On February 4, 1844, Milo Calkin was appointed US Vice Commercial Agent for the port of Lāhainā by William Hooper, acting United States Commercial Agent.  One of his duties was to arrange for medical care for sick sailors.

In the beginning, sick and destitute sailors were being boarded out at some private establishment and being given medical care by a physician hired by the Agent.  Calkin soon requested the ability to contract for a hospital to attend to the growing numbers.  (HABS)
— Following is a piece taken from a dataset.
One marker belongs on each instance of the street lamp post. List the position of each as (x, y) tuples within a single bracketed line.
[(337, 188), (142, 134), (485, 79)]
By August 1844, the US Marine Hospital was opened on the Armas site.  Back then, the hospital business was divided into three major sections. The Commercial Agent (Calkin was the first) was responsible for recommending seamen to the hospital, keeping necessary papers and books, and handling the financial transactions.

A physician of the hospital (the first in Lāhainā was Dr Charles Winslow) had a contract with the US States Government which guaranteed him exclusive treatment of American seamen at US expense.

The third person involved in the hospital management was the purveyor (the first at Lāhainā was John Munn,) supplying food, clothing, shelter, maid service, laundry service and assorted other necessities.  All of these services were charged to the US government.  (Pyle)

The hospital (sometimes referred to as the ‘Seamen’s Hospital’) continued until 1862.  A couple things caused it to close – (1) demand was dwindling (in 1859, an oil well was discovered and developed in Titusville, Pennsylvania; within a few years this new type of oil replaced whale oil for lamps and many other uses – spelling the end of the whaling industry) and (2) a festering scandal surfaced accusing misuse of government funds.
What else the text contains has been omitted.